Conscient d'à quel point il était sale, Naegi était maintenant réticent à toucher le moindre meuble. Il se tint avec gêne au milieu de la chambre, roulant ses orteils dans le tapis bleu. Il n'y avait pas de pendule dans la pièce, si bien qu'il n'avait pas la moindre idée de la durée écoulée depuis que Komaeda était parti. Il ne savait même pas si c'était le jour.

Le temps passa. Il s'appuya contre le bureau pour se soutenir. Il s'ennuyait. Il pensa à ses amis, pensées légères et tranquilles. Il pariait que Kirigiri avait déjà découvert exactement où ils étaient et qui étaient ces gens. Togami avait probablement harcelé quelqu'un pour obtenir toutes les réponses. Il n'était pas sûr de ce qu'Asahina et Fukawa faisaient, mais il savait qu'elles seraient soulagées d'être enfin sorties des décombres. Et Hagakure était sans doute encore endormi.

Au bout d'un moment, ses pensées se tarirent. Komaeda n'était toujours pas revenu. Il se balança d'avant en arrière sur ses talons, fixant la porte de la chambre.

Bah, du moment qu'il n'allait nulle part, regarder à l'extérieur ne pourrait pas faire de mal. Il se dirigea vers la porte et tourna la poignée...

Verrouillée.

Il s'immobilisa, confus. Il tenta à nouveau, juste pour être sûr. Effectivement, la poignée cliqueta et refusa de tourner. Il ne semblait pas y avoir de verrou qu'il puisse ouvrir. La porte devait avoir été verrouillée de l'autre côté.

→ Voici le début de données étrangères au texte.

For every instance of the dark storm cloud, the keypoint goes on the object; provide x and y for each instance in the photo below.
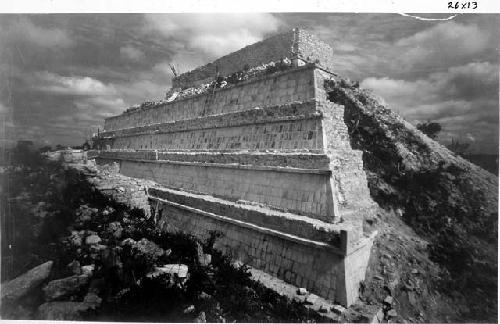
(67, 72)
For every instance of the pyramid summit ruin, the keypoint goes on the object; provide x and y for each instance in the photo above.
(251, 147)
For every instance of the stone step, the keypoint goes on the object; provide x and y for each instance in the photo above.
(260, 215)
(303, 160)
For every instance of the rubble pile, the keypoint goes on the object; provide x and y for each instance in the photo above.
(107, 261)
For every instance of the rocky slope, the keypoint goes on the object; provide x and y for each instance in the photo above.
(439, 223)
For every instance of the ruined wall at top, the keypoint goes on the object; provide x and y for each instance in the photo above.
(271, 49)
(311, 49)
(295, 43)
(268, 90)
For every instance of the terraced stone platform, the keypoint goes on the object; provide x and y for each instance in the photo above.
(257, 153)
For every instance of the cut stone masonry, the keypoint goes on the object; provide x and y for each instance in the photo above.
(265, 160)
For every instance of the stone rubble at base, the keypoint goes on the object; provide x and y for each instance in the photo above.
(266, 161)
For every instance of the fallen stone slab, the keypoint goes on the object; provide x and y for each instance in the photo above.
(25, 283)
(63, 311)
(60, 288)
(178, 270)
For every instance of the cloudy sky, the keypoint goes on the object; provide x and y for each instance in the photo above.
(63, 74)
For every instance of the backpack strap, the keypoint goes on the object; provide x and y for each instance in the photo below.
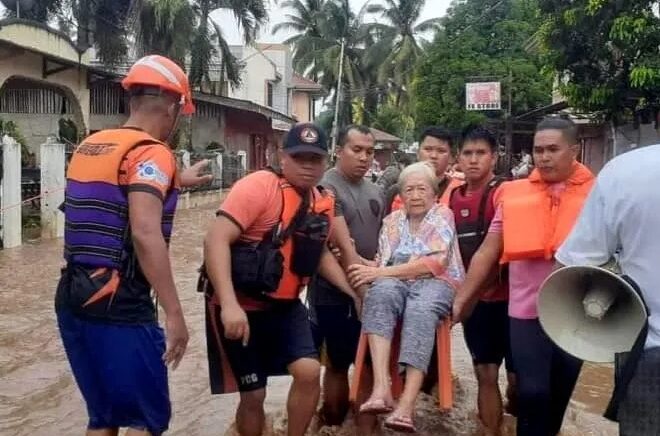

Je suppose qu'il avait peur que je me perde. Ou il a oublié que la porte était fermée. C'était... bizarre. Mais Komaeda ne lui avait pas donné de raison de s'inquiéter pour l'instant, et Naegi lui faisait confiance. Il devait y avoir une bonne raison.

Cela dit, il n'avait désormais plus rien à faire. Naegi baissa les yeux sur ses vêtements sales, regarda la chambre propre, puis soupira et tira la chaise du bureau. Il espérait que quiconque avait nettoyé cet endroit lui pardonnerait.